O longa tem um cuidado especial com a computação gráfica, isso é inegável. É diferente? Sim. É bonito esteticamente? Sim. Mas não consegui achar em meio a tudo isso a inovação.
O filme é feito em cima dos tradicionais estereótipos hollywoodianos, o que de cara já não dá pra falar que seria um filme para revolucionar o cinema. Vamos mais; corre boatos que o filme já estava em projeto a mais de 15 anos, e que Cameron esperou o momento certo do avanço tecnológico para lançar; o que Lucas também já fez.
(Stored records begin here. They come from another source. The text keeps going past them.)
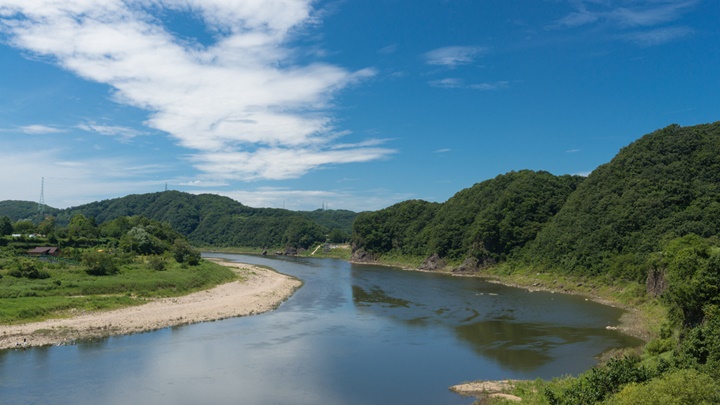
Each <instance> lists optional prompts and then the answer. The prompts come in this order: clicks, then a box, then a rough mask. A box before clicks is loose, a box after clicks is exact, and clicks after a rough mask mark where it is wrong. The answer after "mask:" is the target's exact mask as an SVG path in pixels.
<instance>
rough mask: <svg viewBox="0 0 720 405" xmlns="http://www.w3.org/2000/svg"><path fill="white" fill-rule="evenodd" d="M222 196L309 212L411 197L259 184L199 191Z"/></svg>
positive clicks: (399, 195)
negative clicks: (264, 184) (327, 208)
mask: <svg viewBox="0 0 720 405" xmlns="http://www.w3.org/2000/svg"><path fill="white" fill-rule="evenodd" d="M203 192H212V193H213V194H219V195H224V196H226V197H230V198H232V199H234V200H237V201H240V202H241V203H242V204H244V205H247V206H250V207H271V208H286V209H289V210H302V211H313V210H316V209H318V208H321V207H322V206H323V205H325V206H326V207H327V208H329V209H347V210H351V211H356V212H359V211H365V210H378V209H381V208H385V207H388V206H390V205H392V204H395V203H398V202H400V201H405V200H408V199H410V198H413V197H415V198H416V197H417V196H414V195H412V194H408V193H397V192H393V191H389V190H383V189H378V190H366V191H360V190H354V189H338V190H297V189H292V188H286V187H259V188H257V189H254V190H232V191H227V190H214V191H203Z"/></svg>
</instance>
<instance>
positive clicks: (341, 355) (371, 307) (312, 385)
mask: <svg viewBox="0 0 720 405" xmlns="http://www.w3.org/2000/svg"><path fill="white" fill-rule="evenodd" d="M205 256H206V257H223V258H227V259H230V260H235V261H240V262H246V263H252V264H260V265H267V266H270V267H272V268H274V269H276V270H278V271H280V272H282V273H285V274H290V275H293V276H295V277H298V278H299V279H301V280H303V282H304V283H305V284H304V286H303V287H302V288H301V289H300V290H298V291H297V292H296V293H295V295H294V296H293V297H291V298H290V299H289V300H288V301H286V302H285V303H283V304H282V305H281V306H280V307H279V308H278V309H277V310H275V311H273V312H269V313H266V314H261V315H256V316H250V317H243V318H234V319H226V320H223V321H218V322H208V323H202V324H196V325H187V326H181V327H175V328H166V329H161V330H158V331H154V332H148V333H142V334H135V335H129V336H117V337H110V338H106V339H101V340H94V341H89V342H82V343H79V344H77V345H74V346H60V347H41V348H33V349H28V350H26V351H22V350H6V351H0V403H3V404H15V403H17V404H33V403H36V404H49V403H52V404H98V403H102V404H128V403H132V404H200V403H202V404H205V403H210V404H470V403H472V399H468V398H463V397H461V396H459V395H457V394H454V393H452V392H450V391H449V390H448V387H449V386H451V385H454V384H458V383H461V382H464V381H469V380H478V379H493V380H494V379H504V378H513V379H535V378H552V377H556V376H560V375H564V374H577V373H580V372H582V371H584V370H586V369H588V368H590V367H592V366H593V365H594V364H595V362H596V356H598V355H599V354H601V353H603V352H604V351H606V350H608V349H611V348H619V347H627V346H633V345H637V344H639V343H640V341H639V340H637V339H635V338H631V337H628V336H625V335H622V334H620V333H618V332H617V331H613V330H608V329H606V326H609V325H617V323H618V319H619V317H620V315H621V314H622V311H621V310H619V309H616V308H611V307H607V306H603V305H599V304H596V303H594V302H589V301H586V300H585V299H583V298H580V297H575V296H568V295H561V294H551V293H546V292H528V291H526V290H522V289H517V288H511V287H505V286H501V285H497V284H491V283H487V282H484V281H482V280H481V279H477V278H466V277H452V276H448V275H441V274H432V273H422V272H412V271H403V270H398V269H392V268H387V267H378V266H372V265H354V264H350V263H347V262H344V261H341V260H333V259H304V258H290V257H280V258H264V257H259V256H243V255H231V254H206V255H205Z"/></svg>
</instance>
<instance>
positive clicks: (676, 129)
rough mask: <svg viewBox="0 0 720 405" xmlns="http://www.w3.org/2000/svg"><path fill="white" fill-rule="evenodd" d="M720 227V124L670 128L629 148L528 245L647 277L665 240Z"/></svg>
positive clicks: (608, 164) (603, 171)
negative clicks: (645, 264) (644, 264)
mask: <svg viewBox="0 0 720 405" xmlns="http://www.w3.org/2000/svg"><path fill="white" fill-rule="evenodd" d="M719 232H720V123H713V124H707V125H698V126H693V127H684V128H683V127H679V126H677V125H671V126H669V127H667V128H664V129H661V130H659V131H656V132H653V133H651V134H649V135H646V136H644V137H642V138H640V139H639V140H637V141H636V142H634V143H632V144H631V145H629V146H627V147H625V148H623V149H622V150H621V151H620V152H619V153H618V155H617V156H616V157H615V158H614V159H613V160H612V161H611V162H610V163H608V164H605V165H603V166H600V167H599V168H597V169H596V170H595V171H594V172H593V173H592V174H590V176H589V177H588V178H587V180H586V181H584V182H583V183H582V184H580V185H579V186H578V189H577V191H576V192H574V193H573V194H572V195H571V196H570V197H569V198H568V200H567V203H566V204H565V205H564V206H563V208H562V209H561V210H560V212H559V213H558V214H557V215H556V216H555V217H554V218H553V219H552V221H550V223H549V224H548V226H547V227H545V228H544V229H543V230H542V231H541V232H540V233H539V234H538V236H537V238H536V240H535V241H533V243H531V244H530V245H529V247H528V249H527V252H526V257H527V259H528V261H531V262H533V263H538V262H542V263H543V264H545V265H546V267H549V268H553V269H556V270H562V271H567V272H574V273H584V274H588V273H590V274H603V273H607V272H613V273H615V274H616V275H618V276H620V277H626V278H629V279H642V278H643V277H644V275H645V274H644V271H643V270H642V268H639V267H642V266H638V265H642V264H643V263H644V262H645V261H646V260H647V259H648V257H649V255H650V254H651V253H653V252H656V251H658V250H659V249H660V245H661V242H662V241H663V240H667V239H672V238H674V237H678V236H684V235H688V234H691V233H692V234H696V235H699V236H702V237H709V236H712V235H717V234H718V233H719Z"/></svg>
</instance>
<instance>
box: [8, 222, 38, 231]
mask: <svg viewBox="0 0 720 405" xmlns="http://www.w3.org/2000/svg"><path fill="white" fill-rule="evenodd" d="M13 229H14V230H15V233H19V234H23V235H27V234H31V233H35V230H36V227H35V224H33V223H32V222H30V221H28V220H20V221H17V222H15V225H13Z"/></svg>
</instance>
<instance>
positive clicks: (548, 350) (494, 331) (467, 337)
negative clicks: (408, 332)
mask: <svg viewBox="0 0 720 405" xmlns="http://www.w3.org/2000/svg"><path fill="white" fill-rule="evenodd" d="M455 333H456V334H457V336H458V338H459V339H460V340H462V341H465V342H467V343H469V344H470V347H472V349H473V350H474V351H475V352H477V353H478V354H480V355H481V356H484V357H486V358H491V359H494V360H496V361H498V362H500V363H502V365H503V366H504V367H507V368H510V369H513V370H516V371H533V370H535V369H537V368H538V367H540V366H542V365H544V364H546V363H547V362H549V361H551V360H552V359H553V356H552V354H551V353H550V352H551V350H552V349H554V348H556V347H557V346H559V345H564V344H568V343H578V342H584V341H587V340H588V336H587V333H588V332H587V331H583V330H581V329H578V328H570V327H564V326H550V325H545V324H539V323H515V322H511V321H507V320H488V321H481V322H475V323H471V324H464V325H459V326H457V327H455Z"/></svg>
Além disso, o principal receio de Cameron era esperar demais e acabar lançando o filme um pouco fora de contexto, não acho que isso tenha acontecido, falar sobre aquecimento global e as interferências humanas no meio ambiente é um assunto novo e praticamente inexplorado.
Outro detalhe da chamada “obra inovadora” foi a incrível referência de roteiro (super original também, diga-se de passagem) e personagens, com a HQ Timespirits, da Marvel, lançada na década de 80. Sem falar das gastas referências na criação das situações, dos cenários e da robótica.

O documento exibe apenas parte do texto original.